Published in News

Amazon tells Judge that Microsoft should never be a JEDI

by on16 December 2020


It is the Jar Jar Binks of the cloud 

Amazon.com urged a US judge to toss out the Pentagon’s $10 billion JEDI cloud computing contract award after the Defense Department said in September a court-ordered re-evaluation had determined Microsoft Corp’s proposal still represented the best value for the government.

The company’s Amazon Web Services (AWS) unit said in a redacted Oct. 23 court filing unsealed on that the award to Microsoft must “be invalidated because it is the product of systematic bias, bad faith, and undue influence exerted by President Trump to steer the award away from” the company. It called it a “flawed and politically corrupted decision.”

Microsoft said in a statement Tuesday “career procurement officials at the DoD decided that given the superior technical advantages and overall value, we continued to offer the best solution.”

It added “it is time we moved on and got this technology in the hands of those who urgently need it: the women and men who protect our nation.”

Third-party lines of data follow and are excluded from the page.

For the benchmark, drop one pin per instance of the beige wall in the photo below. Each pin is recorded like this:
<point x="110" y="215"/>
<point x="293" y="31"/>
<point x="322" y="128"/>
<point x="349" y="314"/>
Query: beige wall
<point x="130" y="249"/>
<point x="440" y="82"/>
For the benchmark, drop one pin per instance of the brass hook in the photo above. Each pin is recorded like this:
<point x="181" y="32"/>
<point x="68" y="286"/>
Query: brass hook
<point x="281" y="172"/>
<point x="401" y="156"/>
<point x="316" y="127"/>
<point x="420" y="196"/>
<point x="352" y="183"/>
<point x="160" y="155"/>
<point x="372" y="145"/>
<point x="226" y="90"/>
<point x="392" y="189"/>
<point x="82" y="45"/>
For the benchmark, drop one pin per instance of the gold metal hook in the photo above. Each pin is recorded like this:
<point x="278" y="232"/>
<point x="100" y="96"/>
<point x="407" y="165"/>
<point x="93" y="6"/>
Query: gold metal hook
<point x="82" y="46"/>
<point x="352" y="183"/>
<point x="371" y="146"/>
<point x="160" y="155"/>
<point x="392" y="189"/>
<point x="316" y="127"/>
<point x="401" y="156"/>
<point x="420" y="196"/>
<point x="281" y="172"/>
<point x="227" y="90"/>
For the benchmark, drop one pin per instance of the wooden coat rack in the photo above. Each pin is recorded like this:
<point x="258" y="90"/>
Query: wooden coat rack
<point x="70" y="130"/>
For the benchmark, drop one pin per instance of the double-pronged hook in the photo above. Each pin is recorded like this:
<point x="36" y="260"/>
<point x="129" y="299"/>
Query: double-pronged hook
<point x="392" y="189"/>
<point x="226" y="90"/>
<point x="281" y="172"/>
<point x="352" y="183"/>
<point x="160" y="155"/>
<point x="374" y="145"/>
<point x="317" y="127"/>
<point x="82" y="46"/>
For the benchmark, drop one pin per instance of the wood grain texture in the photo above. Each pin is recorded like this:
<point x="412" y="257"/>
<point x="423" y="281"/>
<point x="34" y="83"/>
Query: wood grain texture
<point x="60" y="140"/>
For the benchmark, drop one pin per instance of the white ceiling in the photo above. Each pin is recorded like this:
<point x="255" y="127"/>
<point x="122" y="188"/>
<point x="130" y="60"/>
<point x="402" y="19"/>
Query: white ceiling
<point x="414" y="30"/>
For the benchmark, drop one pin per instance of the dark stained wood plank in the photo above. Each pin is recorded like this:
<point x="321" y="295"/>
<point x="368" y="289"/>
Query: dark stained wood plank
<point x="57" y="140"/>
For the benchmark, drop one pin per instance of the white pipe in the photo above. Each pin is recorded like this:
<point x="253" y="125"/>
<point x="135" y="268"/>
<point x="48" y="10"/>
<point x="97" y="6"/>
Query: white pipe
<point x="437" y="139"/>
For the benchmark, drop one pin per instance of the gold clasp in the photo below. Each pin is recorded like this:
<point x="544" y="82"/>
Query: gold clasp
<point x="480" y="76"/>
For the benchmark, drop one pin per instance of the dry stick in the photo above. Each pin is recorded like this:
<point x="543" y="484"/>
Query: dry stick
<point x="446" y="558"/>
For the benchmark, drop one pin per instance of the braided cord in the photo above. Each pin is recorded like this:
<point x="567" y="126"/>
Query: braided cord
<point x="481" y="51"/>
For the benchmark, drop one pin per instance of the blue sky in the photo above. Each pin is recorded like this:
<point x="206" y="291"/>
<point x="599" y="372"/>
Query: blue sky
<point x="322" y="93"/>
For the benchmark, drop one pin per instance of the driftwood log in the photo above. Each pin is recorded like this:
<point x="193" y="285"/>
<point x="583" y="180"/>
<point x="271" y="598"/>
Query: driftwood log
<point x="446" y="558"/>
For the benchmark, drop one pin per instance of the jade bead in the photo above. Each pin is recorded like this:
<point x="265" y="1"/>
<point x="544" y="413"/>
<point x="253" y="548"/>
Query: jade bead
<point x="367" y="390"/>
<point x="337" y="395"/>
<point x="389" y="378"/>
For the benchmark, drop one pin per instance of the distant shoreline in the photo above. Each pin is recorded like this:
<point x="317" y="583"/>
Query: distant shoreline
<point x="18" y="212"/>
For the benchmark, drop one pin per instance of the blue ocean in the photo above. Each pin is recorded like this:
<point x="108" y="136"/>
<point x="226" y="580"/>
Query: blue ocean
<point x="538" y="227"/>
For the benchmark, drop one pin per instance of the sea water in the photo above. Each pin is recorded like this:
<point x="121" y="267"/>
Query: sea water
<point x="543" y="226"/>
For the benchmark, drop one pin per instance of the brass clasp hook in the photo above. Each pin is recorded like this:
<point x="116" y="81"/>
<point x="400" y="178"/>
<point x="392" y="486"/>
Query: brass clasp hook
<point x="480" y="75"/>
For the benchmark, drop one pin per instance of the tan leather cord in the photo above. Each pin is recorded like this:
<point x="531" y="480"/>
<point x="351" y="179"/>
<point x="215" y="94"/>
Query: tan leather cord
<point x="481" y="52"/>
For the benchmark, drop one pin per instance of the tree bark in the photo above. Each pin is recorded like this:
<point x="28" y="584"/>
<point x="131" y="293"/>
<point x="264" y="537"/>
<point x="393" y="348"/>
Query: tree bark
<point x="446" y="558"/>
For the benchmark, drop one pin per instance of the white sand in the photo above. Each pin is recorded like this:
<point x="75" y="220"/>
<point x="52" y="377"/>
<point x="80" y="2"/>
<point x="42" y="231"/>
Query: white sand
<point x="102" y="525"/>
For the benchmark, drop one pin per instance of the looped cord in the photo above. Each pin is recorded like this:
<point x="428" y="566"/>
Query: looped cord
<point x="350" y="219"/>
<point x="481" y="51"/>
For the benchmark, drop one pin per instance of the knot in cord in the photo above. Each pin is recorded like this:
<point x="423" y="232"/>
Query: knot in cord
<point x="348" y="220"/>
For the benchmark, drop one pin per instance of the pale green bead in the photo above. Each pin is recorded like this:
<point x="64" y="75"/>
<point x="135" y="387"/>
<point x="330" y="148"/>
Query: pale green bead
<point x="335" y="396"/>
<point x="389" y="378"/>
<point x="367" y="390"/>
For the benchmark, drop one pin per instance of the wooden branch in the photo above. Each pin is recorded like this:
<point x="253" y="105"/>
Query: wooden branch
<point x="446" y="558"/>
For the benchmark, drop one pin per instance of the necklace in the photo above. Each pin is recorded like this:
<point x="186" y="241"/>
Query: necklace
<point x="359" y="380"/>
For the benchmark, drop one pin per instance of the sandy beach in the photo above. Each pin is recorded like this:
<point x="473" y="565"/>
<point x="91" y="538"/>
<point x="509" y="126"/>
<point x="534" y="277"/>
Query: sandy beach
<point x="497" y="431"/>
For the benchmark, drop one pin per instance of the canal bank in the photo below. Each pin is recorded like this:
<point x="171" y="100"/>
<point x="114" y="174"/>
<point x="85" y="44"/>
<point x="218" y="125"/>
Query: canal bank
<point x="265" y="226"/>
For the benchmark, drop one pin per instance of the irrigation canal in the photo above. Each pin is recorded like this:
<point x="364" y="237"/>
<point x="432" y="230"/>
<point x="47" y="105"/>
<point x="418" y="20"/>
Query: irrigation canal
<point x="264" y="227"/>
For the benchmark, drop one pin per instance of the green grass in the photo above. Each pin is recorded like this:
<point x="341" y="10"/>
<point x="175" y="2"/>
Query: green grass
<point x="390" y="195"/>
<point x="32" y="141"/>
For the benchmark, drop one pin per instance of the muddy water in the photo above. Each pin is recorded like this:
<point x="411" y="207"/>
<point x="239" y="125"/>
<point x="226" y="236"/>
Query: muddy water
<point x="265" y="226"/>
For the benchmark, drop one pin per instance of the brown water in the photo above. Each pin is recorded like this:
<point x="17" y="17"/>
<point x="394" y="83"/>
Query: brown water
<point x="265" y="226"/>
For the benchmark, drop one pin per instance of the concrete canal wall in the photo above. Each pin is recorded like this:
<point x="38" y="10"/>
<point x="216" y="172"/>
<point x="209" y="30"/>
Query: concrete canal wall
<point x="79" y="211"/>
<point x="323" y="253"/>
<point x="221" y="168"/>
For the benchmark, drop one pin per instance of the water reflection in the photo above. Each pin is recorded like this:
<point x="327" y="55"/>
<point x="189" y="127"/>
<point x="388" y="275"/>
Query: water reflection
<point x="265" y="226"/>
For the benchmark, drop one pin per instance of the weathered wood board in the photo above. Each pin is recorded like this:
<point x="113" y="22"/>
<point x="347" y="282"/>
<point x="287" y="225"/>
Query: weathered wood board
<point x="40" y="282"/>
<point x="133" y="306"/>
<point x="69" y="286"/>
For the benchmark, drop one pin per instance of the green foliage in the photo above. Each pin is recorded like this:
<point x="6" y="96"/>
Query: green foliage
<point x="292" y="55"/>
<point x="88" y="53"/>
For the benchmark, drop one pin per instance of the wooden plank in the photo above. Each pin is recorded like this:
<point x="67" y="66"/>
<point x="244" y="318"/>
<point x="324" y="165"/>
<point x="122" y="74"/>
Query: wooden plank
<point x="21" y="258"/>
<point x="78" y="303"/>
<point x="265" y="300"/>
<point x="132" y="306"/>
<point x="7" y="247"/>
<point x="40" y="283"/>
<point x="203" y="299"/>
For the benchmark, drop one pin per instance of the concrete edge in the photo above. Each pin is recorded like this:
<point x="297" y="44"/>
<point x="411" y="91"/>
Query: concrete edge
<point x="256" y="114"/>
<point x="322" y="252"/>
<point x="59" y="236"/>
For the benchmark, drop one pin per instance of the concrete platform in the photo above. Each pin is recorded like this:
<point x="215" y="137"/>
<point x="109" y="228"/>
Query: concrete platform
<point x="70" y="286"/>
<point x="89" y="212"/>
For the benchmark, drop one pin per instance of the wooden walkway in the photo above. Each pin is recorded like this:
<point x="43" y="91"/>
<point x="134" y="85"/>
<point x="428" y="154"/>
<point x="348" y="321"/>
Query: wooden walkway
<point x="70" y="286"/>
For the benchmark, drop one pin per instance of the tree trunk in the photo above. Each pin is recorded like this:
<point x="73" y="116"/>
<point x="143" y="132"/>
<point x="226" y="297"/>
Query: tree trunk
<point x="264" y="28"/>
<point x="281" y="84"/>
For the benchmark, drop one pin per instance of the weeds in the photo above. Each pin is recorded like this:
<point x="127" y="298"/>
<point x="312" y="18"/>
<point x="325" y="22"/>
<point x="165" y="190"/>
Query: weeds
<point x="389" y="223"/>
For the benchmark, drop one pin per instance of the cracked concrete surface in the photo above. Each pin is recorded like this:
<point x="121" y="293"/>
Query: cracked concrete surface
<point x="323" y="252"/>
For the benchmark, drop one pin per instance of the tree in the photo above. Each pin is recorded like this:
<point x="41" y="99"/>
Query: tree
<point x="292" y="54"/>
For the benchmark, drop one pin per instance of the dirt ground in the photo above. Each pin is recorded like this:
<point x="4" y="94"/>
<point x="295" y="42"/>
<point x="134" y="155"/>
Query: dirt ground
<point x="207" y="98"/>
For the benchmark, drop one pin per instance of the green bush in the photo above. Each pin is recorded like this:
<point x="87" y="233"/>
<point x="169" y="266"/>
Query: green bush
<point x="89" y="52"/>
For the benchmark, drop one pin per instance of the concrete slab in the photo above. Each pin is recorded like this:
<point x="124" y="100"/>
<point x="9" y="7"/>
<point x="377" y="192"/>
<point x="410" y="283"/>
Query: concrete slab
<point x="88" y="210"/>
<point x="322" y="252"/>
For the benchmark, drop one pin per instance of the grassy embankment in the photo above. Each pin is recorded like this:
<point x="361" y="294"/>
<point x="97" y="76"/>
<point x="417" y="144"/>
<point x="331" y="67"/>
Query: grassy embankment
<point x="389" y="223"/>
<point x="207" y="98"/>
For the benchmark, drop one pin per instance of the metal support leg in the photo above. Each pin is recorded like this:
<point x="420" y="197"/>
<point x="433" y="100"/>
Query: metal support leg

AWS said in a statement Tuesday that as a result of the Pentagon revision in September “the pricing differential swung substantially, with AWS now the lowest-priced bid by tens of millions of dollars.”

A judge in February granted Amazon’s request to temporarily halt the deal from moving forward; that remains in place.

The court is considering motions to dismiss Amazon’s amended complaint that have been filed by the government and Microsoft. The motions have not been made public and it is not clear when the judge might rule.

Amazon was a front-runner to win the contract, filed a lawsuit in November 2019 after the contract was awarded to Microsoft. Trump has publicly derided Amazon head Jeff Bezos and repeatedly criticised the company.

Amazon’s new filing said Trump and his administration “intensified a campaign of interference and retribution against those in DoD perceived as disloyal to the president or capable of reaching conclusions at odds with his personal interests.”

The company argued the latest Pentagon review was “riddled with errors even more egregious than those that plagued the initial award,” and that the Pentagon “manipulated its evaluations to a degree that belies any facade of rationality.”

Then-Defense Secretary Mark Esper said the Pentagon made its choice fairly. Trump fired Esper last month.